Mets History Rewritten: Passing on Francisco Rodriguez for a chance to draft Mike Trout
By Michael Calascione
You have to sacrifice to get the best
The question everyone wants to ask is where could the Mets have been having baseball’s best player for the last eight years?
Not as great as one may think. Some fans would just add Trout to the Mets rosters from 2012 to now without thinking of some of the ramifications that could occur, and some of them are quite significant.
Let’s evaluate the numbers and go through some of the past seasons.
In 2012 the outfield configuration was Jason Bay Andres Torres and Lucas Duda left to right. The three of them combined for -0.6 WAR while Trout alone recorded 10.5 WAR that same season.
If Trout’s WAR in 2012 is translated to the Mets it is reasonable that they would probably have had around 10 more wins than they did. This would have brought their final record to 85-77. While this would have fallen short of the playoffs, there would have been other ramifications that would have happened due to having a better record.
Having a better record seems good on the surface but some things would have changed potentially for the worse had Mike Trout had been on the Mets. For example, if the Mets had a record of 85-77 in 2012, they potentially would not have been able to draft Dominic Smith due to a lower draft selection and they potentially would not have been able to sign Andres Gimenez due to a decrease in international spending.
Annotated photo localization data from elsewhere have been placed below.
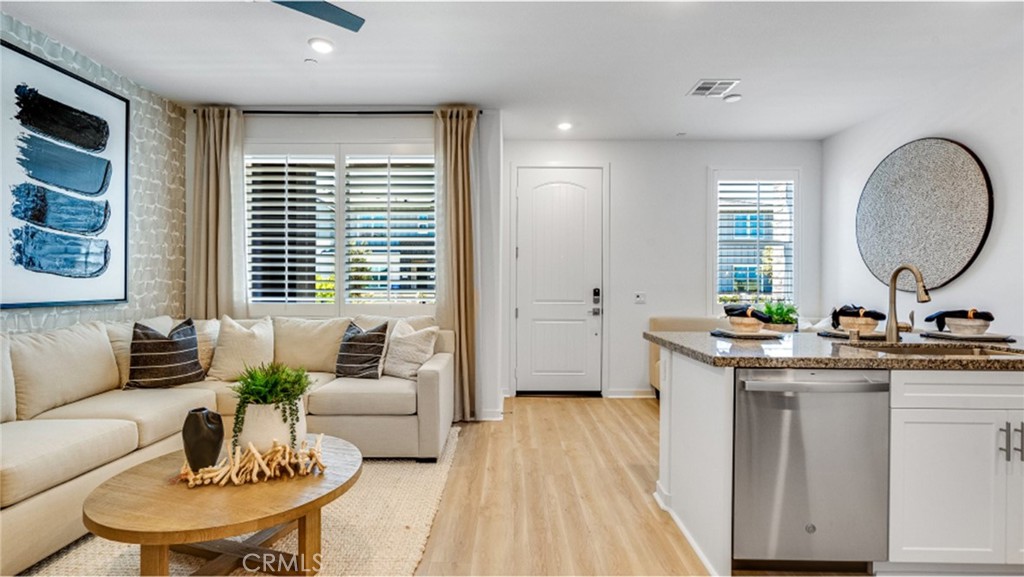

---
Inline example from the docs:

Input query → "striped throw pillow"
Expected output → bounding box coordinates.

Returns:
[126,319,206,388]
[335,322,388,379]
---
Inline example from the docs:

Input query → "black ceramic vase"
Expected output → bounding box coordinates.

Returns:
[182,407,223,471]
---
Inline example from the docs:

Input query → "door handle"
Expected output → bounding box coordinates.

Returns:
[743,380,889,393]
[999,422,1012,462]
[1014,422,1023,462]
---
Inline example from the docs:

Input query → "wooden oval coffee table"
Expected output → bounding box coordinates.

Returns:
[83,435,362,576]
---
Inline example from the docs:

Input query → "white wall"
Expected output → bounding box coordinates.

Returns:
[821,55,1024,335]
[501,140,822,397]
[474,110,504,420]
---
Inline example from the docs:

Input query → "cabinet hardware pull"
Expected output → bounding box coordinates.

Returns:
[999,422,1012,462]
[1015,422,1023,462]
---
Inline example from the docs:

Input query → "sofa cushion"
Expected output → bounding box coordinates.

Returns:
[273,317,351,373]
[307,376,417,416]
[106,316,175,386]
[181,372,336,416]
[193,319,220,372]
[33,387,216,447]
[335,322,388,379]
[354,314,436,335]
[0,419,138,507]
[207,316,274,381]
[1,335,14,423]
[383,320,438,379]
[127,319,205,388]
[11,321,120,420]
[435,329,455,354]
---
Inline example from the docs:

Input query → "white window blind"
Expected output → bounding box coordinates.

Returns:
[344,155,436,304]
[715,178,795,304]
[244,155,337,304]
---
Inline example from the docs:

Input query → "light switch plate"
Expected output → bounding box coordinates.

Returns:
[633,292,647,304]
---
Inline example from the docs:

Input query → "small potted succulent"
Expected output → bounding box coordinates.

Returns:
[231,362,311,452]
[761,301,799,332]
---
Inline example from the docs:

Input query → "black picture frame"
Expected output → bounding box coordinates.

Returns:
[1,39,130,309]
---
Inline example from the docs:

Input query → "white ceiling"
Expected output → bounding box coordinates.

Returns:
[2,1,1022,140]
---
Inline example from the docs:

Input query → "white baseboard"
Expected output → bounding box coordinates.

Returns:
[603,388,657,399]
[654,482,671,510]
[654,490,718,576]
[476,408,504,421]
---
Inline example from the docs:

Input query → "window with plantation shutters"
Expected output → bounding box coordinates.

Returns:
[245,155,337,304]
[714,176,796,305]
[344,155,436,304]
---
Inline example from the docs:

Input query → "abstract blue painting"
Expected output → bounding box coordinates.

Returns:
[2,41,128,308]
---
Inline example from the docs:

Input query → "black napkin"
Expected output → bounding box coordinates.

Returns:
[924,309,994,332]
[724,304,771,323]
[830,304,887,329]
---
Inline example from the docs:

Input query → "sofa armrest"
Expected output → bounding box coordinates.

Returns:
[416,352,454,459]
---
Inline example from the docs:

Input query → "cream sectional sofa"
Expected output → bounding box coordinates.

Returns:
[0,315,454,575]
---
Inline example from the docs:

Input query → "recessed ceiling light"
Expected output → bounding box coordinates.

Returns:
[557,122,573,131]
[723,94,743,103]
[308,37,334,54]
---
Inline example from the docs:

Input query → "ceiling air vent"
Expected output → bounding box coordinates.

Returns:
[688,79,740,98]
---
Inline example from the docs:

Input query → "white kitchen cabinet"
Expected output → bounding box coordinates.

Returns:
[889,371,1024,566]
[1007,410,1024,564]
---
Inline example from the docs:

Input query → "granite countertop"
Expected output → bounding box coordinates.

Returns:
[644,331,1024,371]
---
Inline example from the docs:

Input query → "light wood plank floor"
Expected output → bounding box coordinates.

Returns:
[417,396,709,576]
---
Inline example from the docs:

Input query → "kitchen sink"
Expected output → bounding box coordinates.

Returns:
[848,344,1024,357]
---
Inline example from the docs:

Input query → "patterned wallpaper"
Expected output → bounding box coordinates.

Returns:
[1,14,187,333]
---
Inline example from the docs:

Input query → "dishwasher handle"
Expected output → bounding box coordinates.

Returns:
[743,379,890,393]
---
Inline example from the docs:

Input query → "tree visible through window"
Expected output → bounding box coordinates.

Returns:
[344,155,436,304]
[715,178,795,304]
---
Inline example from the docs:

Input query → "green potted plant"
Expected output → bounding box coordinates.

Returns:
[231,362,311,452]
[761,301,799,332]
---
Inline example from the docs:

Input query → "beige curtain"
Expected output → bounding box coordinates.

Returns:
[186,107,244,319]
[435,106,479,421]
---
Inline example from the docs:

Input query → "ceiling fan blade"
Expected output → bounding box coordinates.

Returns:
[272,1,365,33]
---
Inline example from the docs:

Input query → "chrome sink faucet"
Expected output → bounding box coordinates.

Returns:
[886,264,931,343]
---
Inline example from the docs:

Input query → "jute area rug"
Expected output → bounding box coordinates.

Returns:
[24,427,459,577]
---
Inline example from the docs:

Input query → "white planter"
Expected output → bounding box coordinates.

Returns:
[237,400,307,452]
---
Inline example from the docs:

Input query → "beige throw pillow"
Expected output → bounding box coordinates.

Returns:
[11,322,119,419]
[273,317,351,373]
[207,316,274,381]
[193,319,220,372]
[383,320,439,380]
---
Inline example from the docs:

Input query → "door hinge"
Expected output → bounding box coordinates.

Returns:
[516,246,519,259]
[515,307,519,319]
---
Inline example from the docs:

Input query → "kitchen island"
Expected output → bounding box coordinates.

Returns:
[644,330,1024,576]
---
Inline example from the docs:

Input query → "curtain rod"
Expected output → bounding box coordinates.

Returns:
[188,109,483,116]
[242,110,436,116]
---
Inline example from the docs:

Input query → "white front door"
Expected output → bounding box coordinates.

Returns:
[515,167,603,392]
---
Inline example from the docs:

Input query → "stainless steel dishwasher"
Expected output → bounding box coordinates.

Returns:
[733,368,890,563]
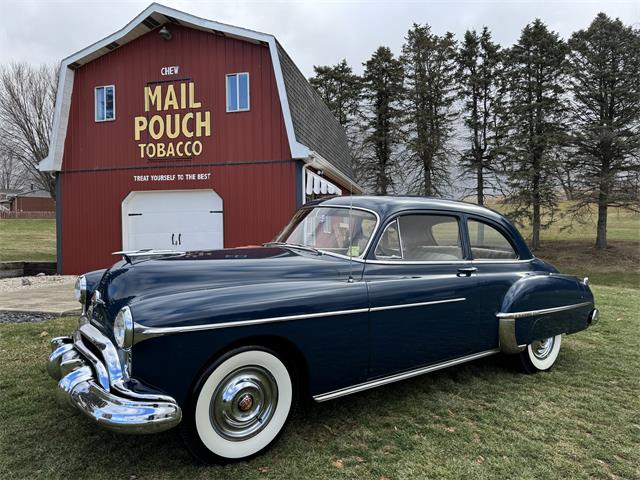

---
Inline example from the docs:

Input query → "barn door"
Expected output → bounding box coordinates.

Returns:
[122,189,223,252]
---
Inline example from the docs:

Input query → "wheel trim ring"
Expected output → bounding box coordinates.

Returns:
[209,365,279,441]
[531,336,555,360]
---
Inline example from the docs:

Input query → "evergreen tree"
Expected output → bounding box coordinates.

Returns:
[457,27,502,205]
[566,13,640,249]
[360,46,404,194]
[401,24,458,196]
[309,59,362,137]
[501,20,568,250]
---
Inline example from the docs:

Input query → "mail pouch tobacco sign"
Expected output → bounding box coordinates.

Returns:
[134,80,212,160]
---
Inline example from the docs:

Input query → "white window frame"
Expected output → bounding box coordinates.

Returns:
[94,85,116,122]
[225,72,250,113]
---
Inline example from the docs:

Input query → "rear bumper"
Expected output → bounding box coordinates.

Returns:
[47,332,181,434]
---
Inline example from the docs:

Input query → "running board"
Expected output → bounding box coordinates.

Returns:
[312,349,500,402]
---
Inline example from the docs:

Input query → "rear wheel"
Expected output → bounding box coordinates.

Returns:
[181,347,294,463]
[519,334,562,373]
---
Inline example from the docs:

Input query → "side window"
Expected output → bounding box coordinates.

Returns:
[374,220,401,259]
[399,215,462,261]
[374,215,463,261]
[468,219,518,260]
[95,85,115,122]
[226,73,250,112]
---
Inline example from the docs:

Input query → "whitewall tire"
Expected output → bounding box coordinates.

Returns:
[519,334,562,373]
[182,347,294,463]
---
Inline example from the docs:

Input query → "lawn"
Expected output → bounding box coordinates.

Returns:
[0,284,638,479]
[0,219,56,262]
[1,204,639,478]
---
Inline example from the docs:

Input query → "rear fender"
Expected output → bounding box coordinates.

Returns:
[498,274,594,354]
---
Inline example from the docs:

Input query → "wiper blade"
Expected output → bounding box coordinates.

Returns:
[263,242,322,255]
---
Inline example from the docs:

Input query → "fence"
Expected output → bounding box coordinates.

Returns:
[0,211,56,219]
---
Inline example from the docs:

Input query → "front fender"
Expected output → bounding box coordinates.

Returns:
[498,274,595,354]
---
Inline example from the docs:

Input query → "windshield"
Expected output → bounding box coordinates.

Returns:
[274,207,377,258]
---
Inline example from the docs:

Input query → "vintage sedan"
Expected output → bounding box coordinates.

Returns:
[47,196,597,462]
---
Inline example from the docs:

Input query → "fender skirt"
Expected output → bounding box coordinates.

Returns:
[497,274,595,354]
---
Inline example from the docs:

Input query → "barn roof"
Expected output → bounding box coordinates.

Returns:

This may not seem like a big deal but Dominic Smith is someone who in 2019 showed his true potential of being both a great piece for the Mets moving forward and also being a valuable trade chip. Also, Gimenez is a top prospect who could fill some roles in 2020 and beyond or also become a trade chip. Definitely two significant pieces.
The 2013 season would have a similar outcome. The outfield alignment that year was Eric Young Jr., Juan Lagares, and Marlon Byrd left to right. Had the Mets had Mike Trout that year they potentially would have had nine more wins finishing with an 84-78 record yet still miss the playoffs.
Like 2012, having a better record in 2013 would come with ramifications. What if the Mets had an 84-78 record in 2013 instead of the 74-88 record they had? Well, their draft spot would have been about seven spots lower. This means that the Mets would not have had the opportunity to draft Michael Conforto.